– No, answers Finance Councilor Einar Wilhelmsen (MDG) when asked if NRK is presenting a crisis budget.
But he hastens to add:
– We can thank electricity revenue for that.
Today at 1 pm, we will find out how the city council will use the 90 billion kroner budget in 2023. The city’s “finance minister” highlights four things that create a dark background to the budget proposal:
- Ukraine war
- Climate change is starting to show
- The Continuing “Corona Economy”
- Animal time – “everything” is too expensive
– Oslo now accepts more refugees from Ukraine than it did during the entire refugee crisis in 2015, Wilhelmsen says.
2.5 billion in dividends
The electricity crisis affects the budget – for better or for worse.
With its ownership in Hufslund, Oslo is the country’s second-largest electricity owner after the state.
The city council estimates that this year’s skyrocketing electricity prices will result in record profits next year as well. Estimated NOK 2.5 billion profit.
In 2022, the estimate is NOK 1.6 billion. The result is almost 2 billion.
On the negative side, the city council expects extraordinary wage and price growth – including electricity – to cost the municipality NOK 3 billion in increased costs.
However, wage and price increases mean more revenue for Municipality, including increased tax revenue.
Millions of power were generated
Einar Wilhelmsen expects the account to be in the red by NOK one billion.
– Roughly speaking, we can say that increased electricity revenues are eaten up by wage and price increases.
Because of all the uncertainty, the city council is also setting aside nearly a billion in various buffers.

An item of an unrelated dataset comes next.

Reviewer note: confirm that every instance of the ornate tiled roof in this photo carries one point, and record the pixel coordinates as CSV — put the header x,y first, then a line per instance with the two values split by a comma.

They should be used in places where electricity costs are high, such as municipal housing and sporveen. And this is to take into account the increased costs for construction projects.
Tickets, AKS and Jobs
Despite the uncertain times, the city council has made room for investment. Here are three important ones:
- Cheap single tickets on bus, tram and train NRK said about Monday. NOK 200 million is earmarked to reduce prices by an average of 20 percent.
- Free half-day place in Activity School (AKS) for Class IV students from next academic year. According to Pinposton Saves NOK 100,000 over four years for families with children.
- A work package of NOK 330 million over four years. The collection is in two parts. Summer jobs program for youth becomes permanent. And districts get money to keep those who are completely out of work life active.
– I am particularly concerned about young people without work and education and young people who are not registered as unemployed, says Labor and Social Affairs Councilor Rina Marion Hansen (AP).
– Getting more people into work can help reduce the huge social disparities in our city. In addition, we are making the summer job initiative permanent so that more young people will meet their first working life, he says.
To save electricity
An initiative directly related to the electricity crisis is to make municipal buildings more energy efficient. An additional NOK 174 million has been allocated for wnøk activities and solar cells.
The pot that residents can apply for climate and savings measures is proposed to increase from NOK 130 to NOK 150 million.
The city council has announced more urgent measures to save electricity. Pinposton Writing on Monday, the entire municipality has already been told to reduce indoor temperatures.
Beyond winter, it may be necessary to turn off the floodlights on soccer fields and close the artificial ice rinks.
Here are some more shots from the budget:
- 25 km of new cycle track by 2023.
- NOK 122 million for reinforced work with traffic safety in 2023 and 2034.
- Free school meals in secondary schools from next academic year. Then 36,900 students in middle and high schools will be served meat-free school meals. Provision of free meals in primary schools has been postponed indefinitely.
- Social assistance rates are increasing by 6.5 percent.
- NOK 15 million for municipal housing buy-to-own tests.
- Low cost resident parking in outer city to add more districts to the program. The fossil fee will drop from NOK 5,400 to NOK 3,200. A small increase in the inner city.
- NOK 38 million for planting trees over four years. A target of 100,000 new trees has been set by 2030.
- NOK 125 million to build the city Accessible to the disabled.
- More money Nearby clubs.
- Experiment with a 6-hour workday.
Although he does not call it a crisis budget, Einar Wilhelmsen does not hide the fact that it may need to be tightened later.
– There is great uncertainty about how electricity costs will evolve in the future, he says.
Prayer to Govt
He also has a prayer for the government when the national budget arrives in two weeks: that municipalities receive the promised money. Municipal Bill.
Otherwise, Oslo is in trouble.
– For example, in 2022, we will have received NOK 1.5 billion in corona costs, but so far only NOK 100 million has been compensated. We expect the government to fulfill its promises to cover most of these, says Einar Wilhelmsen.